The mean and standard deviation of a random sample of n measurements are equal to 34.5 and 3.4, respectively.A. Find a 95 % confidence interval for μ if n=49.B. Find a 95% confidence interval for μ if n=196.C. Find the widths of the confidence intervals found in parts a and b.D. What is the effect on the width of a confidence interval of quadrupling the sample size while holding the confidence coefficient fixed?1. Quadrupling the sample size while holding the confidence coefficient fixed decreases the width of the confidence interval by a factor of 4.2. Quadrupling the sample size while holding the confidence coefficient fixed increases the width of the confidence interval by a factor of 2.3. Quadrupling the sample size while holding the confidence coefficient fixed increases the width of the on confidence interval by a factor of 4.4. Quadrupling the sample size while holding the confidence coefficient fixed does not affect the width of the confidence interval.5. Quadrupling the sample size while holding the confidence coefficient fixed decreases the width of the confidence interval by a factor of 2.

Answer 1

Answer:

a. The 95% confidence interval for the mean is (33.52, 35.48).

b. The 95% confidence interval for the mean is (34.02, 34.98).  

c. n=49 ⇒ Width = 1.95

n=196 ⇒ Width = 0.96

Note: it should be a factor of 2 between the widths, but the different degrees of freedom affects the critical value for each interval, as the sample size is different. It the population standard deviation had been used, the factor would have been exactly 2.

d. 5. Quadrupling the sample size while holding the confidence coefficient fixed decreases the width of the confidence interval by a factor of 2.

Step-by-step explanation:

a.
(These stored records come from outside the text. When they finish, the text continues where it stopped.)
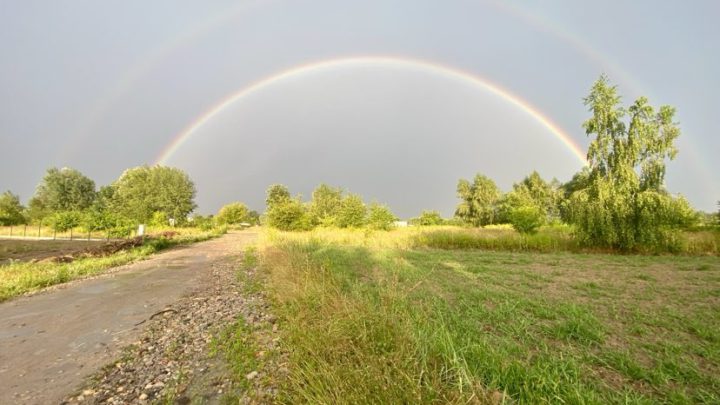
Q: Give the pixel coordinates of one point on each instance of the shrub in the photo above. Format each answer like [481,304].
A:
[352,213]
[380,217]
[526,219]
[289,215]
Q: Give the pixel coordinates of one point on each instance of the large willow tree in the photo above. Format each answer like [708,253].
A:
[624,203]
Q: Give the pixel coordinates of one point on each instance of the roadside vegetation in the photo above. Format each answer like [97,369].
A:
[604,289]
[20,277]
[375,320]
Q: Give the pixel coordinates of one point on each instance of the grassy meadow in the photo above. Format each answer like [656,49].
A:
[414,316]
[19,277]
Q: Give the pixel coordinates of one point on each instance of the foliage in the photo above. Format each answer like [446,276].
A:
[63,189]
[253,217]
[380,217]
[527,219]
[428,218]
[624,204]
[532,191]
[65,220]
[233,214]
[159,219]
[276,194]
[204,223]
[289,215]
[353,212]
[326,204]
[11,211]
[478,199]
[144,190]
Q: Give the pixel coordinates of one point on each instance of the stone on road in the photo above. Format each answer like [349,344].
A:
[49,342]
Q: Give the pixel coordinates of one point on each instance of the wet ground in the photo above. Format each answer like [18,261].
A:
[51,341]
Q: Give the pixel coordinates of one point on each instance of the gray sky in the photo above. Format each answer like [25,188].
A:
[104,86]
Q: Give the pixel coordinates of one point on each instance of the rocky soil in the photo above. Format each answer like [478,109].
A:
[181,356]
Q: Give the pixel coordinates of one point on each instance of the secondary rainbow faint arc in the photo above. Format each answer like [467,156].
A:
[395,62]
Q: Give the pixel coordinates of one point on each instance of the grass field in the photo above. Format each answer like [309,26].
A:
[377,318]
[20,277]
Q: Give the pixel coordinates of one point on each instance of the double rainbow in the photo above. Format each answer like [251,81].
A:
[375,62]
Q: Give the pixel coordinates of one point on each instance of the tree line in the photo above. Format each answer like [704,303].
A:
[65,198]
[619,200]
We have to calculate a 95% confidence interval for the mean.

The population standard deviation is not known, so we have to estimate it from the sample standard deviation and use a t-students distribution to calculate the critical value.

The sample mean is M=34.5.

The sample size is N=49.

When σ is not known, s divided by the square root of N is used as an estimate of σM:

$s_M=\dfrac{s}{\sqrt{N}}=\dfrac{3.4}{\sqrt{49}}=\dfrac{3.4}{7}=0.486$

The degrees of freedom for this sample size are:

$df=n-1=49-1=48$

The t-value for a 95% confidence interval and 48 degrees of freedom is t=2.011.

The margin of error (MOE) can be calculated as:

$MOE=t\cdot s_M=2.011 \cdot 0.486=0.98$

Then, the lower and upper bounds of the confidence interval are:

$LL=M-t \cdot s_M = 34.5-0.98=33.52\\\\UL=M+t \cdot s_M = 34.5+0.98=35.48$

The 95% confidence interval for the mean is (33.52, 35.48).

b. We have to calculate a 95% confidence interval for the mean.

When σ is not known, s divided by the square root of N is used as an estimate of σM:

$s_M=\dfrac{s}{\sqrt{N}}=\dfrac{3.4}{\sqrt{196}}=\dfrac{3.4}{14}=0.243$

The degrees of freedom for this sample size are:

$df=n-1=196-1=195$

The t-value for a 95% confidence interval and 195 degrees of freedom is t=1.972.

The margin of error (MOE) can be calculated as:

$MOE=t\cdot s_M=1.972 \cdot 0.243=0.48$

Then, the lower and upper bounds of the confidence interval are:

$LL=M-t \cdot s_M = 34.5-0.48=34.02\\\\UL=M+t \cdot s_M = 34.5+0.48=34.98$

The 95% confidence interval for the mean is (34.02, 34.98).

c. The width of the intervals is:

$n=49\rightarrow UL-LL=33.52-35.48=1.95\\\\n=196\rightarrow UL-LL=34.02-34.98=0.96$

d. The width of the intervals is decreased by a factor of √4=2 when the sample size is quadrupled, while the others factors are fixed.